Slow Loras is still banging Littlefinger’s spy, and Marge still has some boundary issues. And the upsides and downsides of Loras marrying Cersei are pretty hard to distinguish.
Back in Pentos, Varys is jollying Tyrion along into joining the Dany Conspiracy (which Dany doesn’t know about, as far as I can tell). Tyrion agrees to hit the road to Mereen, allowing that drinking himself to death can be managed anywhere.
Meanwhile in Mereen, Dany’s political education is continuing without much success in the compromise department. Second Daario gives her some Don Draper story about his whore mom selling him to the fighting pits and how it did him a world of good in the end. Which segues awkwardly into telling her to check on the dragons.

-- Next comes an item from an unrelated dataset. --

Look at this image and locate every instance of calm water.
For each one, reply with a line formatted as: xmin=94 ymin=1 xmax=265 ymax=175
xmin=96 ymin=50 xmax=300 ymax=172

That means we get dragons this ep, which I always enjoy. More than Dany, at least. Chaining the boys up in a dark basement never looked like a good plan, and now they have gotten effing huge, and they are not happy.
Jon Snow provides a fantastic set of arguments for Mance not doing what we know he’s going to do. It’s a shame, but let’s face it, the wildlings aren’t going to follow Mance if he compromises, whatever the reason. Stannis is too rule-bound to compromise either, even if he clearly isn’t going to get what he wants. The only winner here is Mel, who likes burning people.
Mance faces down Stannis with quiet dignity, and makes this ep’s second mention of the war to come. Mel gives us her fundamentalist diva routine and drops torch. The assembled witnesses look on with horror, disgust, quiet satisfaction, and pyromaniacal lust, depending on their affiliations. Some look away, and Jon Snow just bails.
And just as the flames reach face level, here comes the arrow to the heart. Courtesy of Jon Snow, man of action, strong and compassionate. Good qualities in a leader.